The last thing they need is a training algorithm that doubles the memory footprint.
The architecture is four layers that compose like Lego blocks.
The Module Layer decomposes memory into atomic operations:
> Extractor parses raw conversations into structured memory entries,
> Updater decides whether each new piece of information should be added, modify an existing entry, delete a contradiction, or left alone,
> Retriever fetches relevant memories using semantic search or LLM-based reranking.
The Agent Layer assembles these modules into a complete memory policy and executes rollout trajectories during training.
The Environment Layer standardizes any dataset into the format the agent needs and computes reward signals format rewards for structural compliance, LLM-as-a-judge scores for quality.
The Trainer Layer runs GRPO to update the memory policy based on those rewards. Every module plugs into every other module through standardized interfaces.
You can swap the retriever in Memory-R1 for an LLM-based reranker without touching anything else.
The results from training a MemAgent-style architecture through MemFactory on two base models:
→ Qwen3-1.7B base: average score 0.3118 across three evaluation sets
→ Qwen3-1.7B after MemFactory RL: 0.3581 14.8% relative improvement
→ Qwen3-4B-Instruct base: average score 0.6146
→ Qwen3-4B-Instruct after MemFactory RL: 0.6595 7.3% relative
improvement
→ 4B model gains hold on out-of-distribution benchmarks the memory policy transfers to unseen tasks
→ Entire training and evaluation pipeline runs on a single NVIDIA A800 80GB GPU
→ 250 training steps on simplified long-context data no massive compute cluster required
→ Three ready-to-use agent architectures out of the box: MemoryR1Agent, MemoryAgent, MemoryRMMAgent
> The out-of-distribution result is the one that matters most.
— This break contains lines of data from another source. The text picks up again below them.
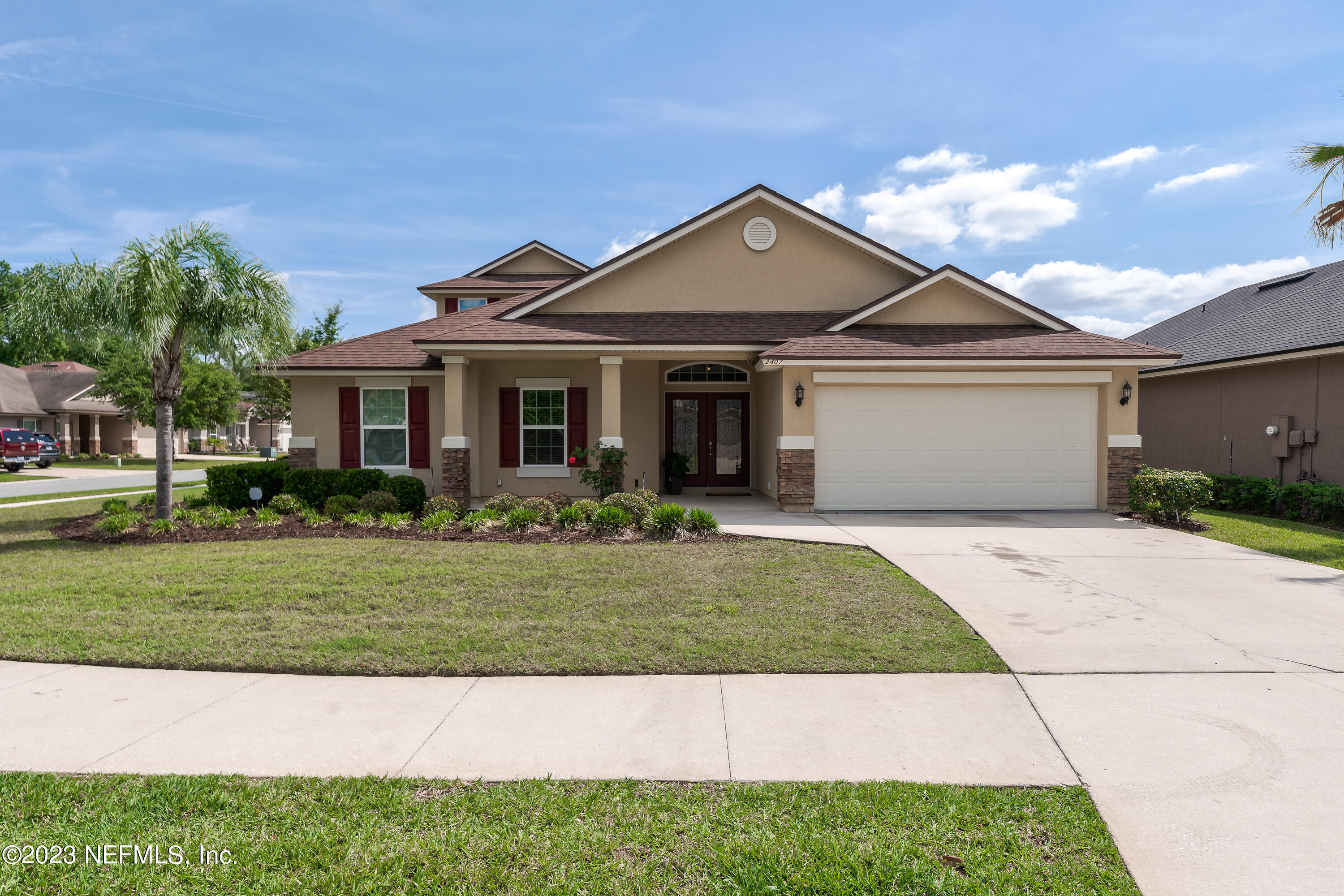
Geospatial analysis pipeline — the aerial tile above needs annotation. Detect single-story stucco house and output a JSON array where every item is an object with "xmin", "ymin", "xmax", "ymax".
[
  {"xmin": 274, "ymin": 185, "xmax": 1179, "ymax": 510},
  {"xmin": 1130, "ymin": 255, "xmax": 1344, "ymax": 482}
]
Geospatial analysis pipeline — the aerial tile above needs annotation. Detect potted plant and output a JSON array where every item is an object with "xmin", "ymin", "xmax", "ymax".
[{"xmin": 663, "ymin": 451, "xmax": 691, "ymax": 494}]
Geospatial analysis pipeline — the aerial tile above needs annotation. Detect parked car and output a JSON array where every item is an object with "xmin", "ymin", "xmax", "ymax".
[
  {"xmin": 32, "ymin": 433, "xmax": 60, "ymax": 469},
  {"xmin": 0, "ymin": 429, "xmax": 51, "ymax": 473}
]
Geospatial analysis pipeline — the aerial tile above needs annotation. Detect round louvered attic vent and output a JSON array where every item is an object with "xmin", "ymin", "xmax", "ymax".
[{"xmin": 742, "ymin": 218, "xmax": 774, "ymax": 253}]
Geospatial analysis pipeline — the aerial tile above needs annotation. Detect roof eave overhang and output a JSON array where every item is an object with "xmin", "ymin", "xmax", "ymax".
[{"xmin": 500, "ymin": 185, "xmax": 929, "ymax": 321}]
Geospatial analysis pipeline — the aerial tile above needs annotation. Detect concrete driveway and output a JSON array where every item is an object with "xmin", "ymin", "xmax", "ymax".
[{"xmin": 687, "ymin": 498, "xmax": 1344, "ymax": 896}]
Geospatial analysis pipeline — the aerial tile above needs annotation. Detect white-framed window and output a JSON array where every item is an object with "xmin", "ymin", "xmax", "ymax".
[
  {"xmin": 359, "ymin": 388, "xmax": 410, "ymax": 467},
  {"xmin": 520, "ymin": 388, "xmax": 569, "ymax": 466},
  {"xmin": 667, "ymin": 362, "xmax": 747, "ymax": 383}
]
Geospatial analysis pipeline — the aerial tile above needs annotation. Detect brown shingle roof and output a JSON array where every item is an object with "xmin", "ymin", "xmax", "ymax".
[
  {"xmin": 417, "ymin": 274, "xmax": 578, "ymax": 290},
  {"xmin": 761, "ymin": 324, "xmax": 1183, "ymax": 362}
]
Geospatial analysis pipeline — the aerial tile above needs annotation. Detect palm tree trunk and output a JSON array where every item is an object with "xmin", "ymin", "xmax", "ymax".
[{"xmin": 155, "ymin": 402, "xmax": 176, "ymax": 520}]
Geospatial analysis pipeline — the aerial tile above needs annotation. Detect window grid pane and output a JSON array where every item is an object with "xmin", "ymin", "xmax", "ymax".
[{"xmin": 364, "ymin": 388, "xmax": 406, "ymax": 426}]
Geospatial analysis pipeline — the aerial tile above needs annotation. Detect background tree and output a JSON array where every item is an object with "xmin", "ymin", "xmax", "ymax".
[
  {"xmin": 1293, "ymin": 144, "xmax": 1344, "ymax": 247},
  {"xmin": 8, "ymin": 222, "xmax": 293, "ymax": 518}
]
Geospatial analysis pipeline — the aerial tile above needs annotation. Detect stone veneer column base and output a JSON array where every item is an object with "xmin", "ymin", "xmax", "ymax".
[
  {"xmin": 774, "ymin": 448, "xmax": 817, "ymax": 513},
  {"xmin": 1106, "ymin": 448, "xmax": 1144, "ymax": 513},
  {"xmin": 442, "ymin": 448, "xmax": 472, "ymax": 508},
  {"xmin": 289, "ymin": 448, "xmax": 317, "ymax": 470}
]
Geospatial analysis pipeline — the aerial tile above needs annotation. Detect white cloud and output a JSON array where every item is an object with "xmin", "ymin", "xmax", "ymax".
[
  {"xmin": 1068, "ymin": 146, "xmax": 1163, "ymax": 180},
  {"xmin": 855, "ymin": 146, "xmax": 1078, "ymax": 249},
  {"xmin": 802, "ymin": 184, "xmax": 844, "ymax": 218},
  {"xmin": 1148, "ymin": 161, "xmax": 1255, "ymax": 194},
  {"xmin": 986, "ymin": 255, "xmax": 1308, "ymax": 336},
  {"xmin": 594, "ymin": 230, "xmax": 659, "ymax": 265}
]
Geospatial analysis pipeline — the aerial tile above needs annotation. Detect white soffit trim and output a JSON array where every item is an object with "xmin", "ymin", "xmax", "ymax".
[
  {"xmin": 500, "ymin": 190, "xmax": 929, "ymax": 321},
  {"xmin": 1138, "ymin": 345, "xmax": 1344, "ymax": 380},
  {"xmin": 513, "ymin": 466, "xmax": 571, "ymax": 479},
  {"xmin": 765, "ymin": 358, "xmax": 1167, "ymax": 371},
  {"xmin": 827, "ymin": 270, "xmax": 1068, "ymax": 333},
  {"xmin": 462, "ymin": 239, "xmax": 590, "ymax": 277},
  {"xmin": 812, "ymin": 371, "xmax": 1111, "ymax": 386}
]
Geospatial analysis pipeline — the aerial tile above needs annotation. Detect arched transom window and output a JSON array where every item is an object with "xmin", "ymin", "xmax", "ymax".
[{"xmin": 668, "ymin": 364, "xmax": 747, "ymax": 383}]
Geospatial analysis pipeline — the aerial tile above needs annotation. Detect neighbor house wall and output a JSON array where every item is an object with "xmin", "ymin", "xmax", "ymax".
[{"xmin": 1138, "ymin": 355, "xmax": 1344, "ymax": 483}]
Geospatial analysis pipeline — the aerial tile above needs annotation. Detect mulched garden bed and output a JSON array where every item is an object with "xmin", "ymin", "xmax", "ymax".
[{"xmin": 51, "ymin": 513, "xmax": 747, "ymax": 544}]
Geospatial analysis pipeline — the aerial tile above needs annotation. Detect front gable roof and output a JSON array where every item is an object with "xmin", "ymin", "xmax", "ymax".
[
  {"xmin": 825, "ymin": 265, "xmax": 1078, "ymax": 333},
  {"xmin": 501, "ymin": 184, "xmax": 929, "ymax": 320}
]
The 1.7B model improved on in-domain tasks but slightly degraded on the OOD benchmark the learned policy was too specific to the training distribution.
The 4B model improved on both.
This is the capability threshold at which a memory policy becomes genuinely general: large enough to abstract principles about what information is worth keeping, not just pattern-match on training examples.
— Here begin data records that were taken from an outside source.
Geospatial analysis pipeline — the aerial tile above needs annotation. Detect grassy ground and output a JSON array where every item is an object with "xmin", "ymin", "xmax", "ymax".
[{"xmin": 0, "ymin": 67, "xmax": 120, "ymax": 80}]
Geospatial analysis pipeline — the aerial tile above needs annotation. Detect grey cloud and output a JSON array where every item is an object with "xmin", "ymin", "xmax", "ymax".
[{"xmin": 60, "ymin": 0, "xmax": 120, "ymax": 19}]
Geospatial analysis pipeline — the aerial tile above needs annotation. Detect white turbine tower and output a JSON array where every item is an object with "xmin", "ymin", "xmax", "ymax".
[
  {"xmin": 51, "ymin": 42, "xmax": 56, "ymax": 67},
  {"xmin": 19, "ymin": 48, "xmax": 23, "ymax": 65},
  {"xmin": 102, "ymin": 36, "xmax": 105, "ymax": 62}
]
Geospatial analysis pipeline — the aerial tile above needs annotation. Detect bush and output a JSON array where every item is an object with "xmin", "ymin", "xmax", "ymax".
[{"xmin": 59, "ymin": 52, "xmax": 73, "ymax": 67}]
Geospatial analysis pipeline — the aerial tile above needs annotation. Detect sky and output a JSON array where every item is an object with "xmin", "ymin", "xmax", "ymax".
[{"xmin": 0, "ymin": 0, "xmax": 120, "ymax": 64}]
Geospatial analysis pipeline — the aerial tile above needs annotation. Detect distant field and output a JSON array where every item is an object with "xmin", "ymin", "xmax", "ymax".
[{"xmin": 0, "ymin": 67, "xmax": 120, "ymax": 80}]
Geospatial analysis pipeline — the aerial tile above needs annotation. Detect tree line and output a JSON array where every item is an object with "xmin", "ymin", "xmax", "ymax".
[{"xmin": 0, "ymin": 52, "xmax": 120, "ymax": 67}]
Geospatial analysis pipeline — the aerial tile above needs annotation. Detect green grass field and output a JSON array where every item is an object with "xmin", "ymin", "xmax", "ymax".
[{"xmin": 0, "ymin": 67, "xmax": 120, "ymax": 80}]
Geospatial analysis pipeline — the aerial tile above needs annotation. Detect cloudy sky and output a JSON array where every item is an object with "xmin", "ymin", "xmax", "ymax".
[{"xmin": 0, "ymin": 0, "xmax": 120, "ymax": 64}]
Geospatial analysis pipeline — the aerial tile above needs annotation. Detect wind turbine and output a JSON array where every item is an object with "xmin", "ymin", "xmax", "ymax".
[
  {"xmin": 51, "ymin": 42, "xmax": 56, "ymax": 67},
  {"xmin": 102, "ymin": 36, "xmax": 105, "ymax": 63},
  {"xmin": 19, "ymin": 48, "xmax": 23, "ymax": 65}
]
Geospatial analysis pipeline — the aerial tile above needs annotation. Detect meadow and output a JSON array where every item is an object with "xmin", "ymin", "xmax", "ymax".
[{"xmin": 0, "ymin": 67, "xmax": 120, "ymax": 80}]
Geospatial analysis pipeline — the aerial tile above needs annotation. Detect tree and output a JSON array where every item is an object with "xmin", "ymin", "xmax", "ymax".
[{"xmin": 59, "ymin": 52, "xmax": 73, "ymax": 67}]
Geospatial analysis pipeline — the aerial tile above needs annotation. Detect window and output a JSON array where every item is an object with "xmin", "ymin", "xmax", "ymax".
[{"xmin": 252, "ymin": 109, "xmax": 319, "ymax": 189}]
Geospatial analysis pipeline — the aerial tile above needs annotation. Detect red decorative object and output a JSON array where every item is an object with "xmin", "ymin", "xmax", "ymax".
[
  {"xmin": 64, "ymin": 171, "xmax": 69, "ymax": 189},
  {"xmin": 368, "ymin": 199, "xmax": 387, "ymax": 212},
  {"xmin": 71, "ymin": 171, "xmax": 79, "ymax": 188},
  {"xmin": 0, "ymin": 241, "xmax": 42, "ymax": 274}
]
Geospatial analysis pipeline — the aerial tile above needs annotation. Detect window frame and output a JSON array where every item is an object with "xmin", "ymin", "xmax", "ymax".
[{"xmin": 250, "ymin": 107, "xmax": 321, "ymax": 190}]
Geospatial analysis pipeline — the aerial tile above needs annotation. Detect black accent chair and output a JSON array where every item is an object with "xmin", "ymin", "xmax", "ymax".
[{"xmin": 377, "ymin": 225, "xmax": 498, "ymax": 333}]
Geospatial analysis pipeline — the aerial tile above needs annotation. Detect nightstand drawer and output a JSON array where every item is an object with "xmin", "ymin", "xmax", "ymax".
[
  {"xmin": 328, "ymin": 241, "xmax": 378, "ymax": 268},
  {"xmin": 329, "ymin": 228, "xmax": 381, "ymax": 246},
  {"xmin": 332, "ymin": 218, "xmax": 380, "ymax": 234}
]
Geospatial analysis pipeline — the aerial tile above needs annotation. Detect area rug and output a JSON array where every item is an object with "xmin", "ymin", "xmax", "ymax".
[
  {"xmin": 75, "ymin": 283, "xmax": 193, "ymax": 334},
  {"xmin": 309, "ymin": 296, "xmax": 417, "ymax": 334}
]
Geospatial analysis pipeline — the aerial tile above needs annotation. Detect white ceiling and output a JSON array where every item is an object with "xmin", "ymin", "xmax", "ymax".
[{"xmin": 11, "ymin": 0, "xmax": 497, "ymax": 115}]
A memory agent that only remembers the right things in familiar situations is not much better than no memory at all.
The 4B result suggests that threshold is reachable with models that fit on a single consumer GPU.
> The fragmentation problem MemFactory solves is deeper than it looks. When every memory implementation has its own pipeline, researchers cannot compare approaches fairly.
Two systems that nominally differ by one design choice say, CRUD operations versus recurrent state compression actually differ simultaneously in data format, reward structure, training algorithm, and evaluation protocol.
Nobody knows which choice caused which outcome.
MemFactory puts all three major paradigms under the same training loop, the same reward computation, and the same evaluation framework.
Now you can actually isolate what matters.
Your agent forgets everything. This is the infrastructure to fix that.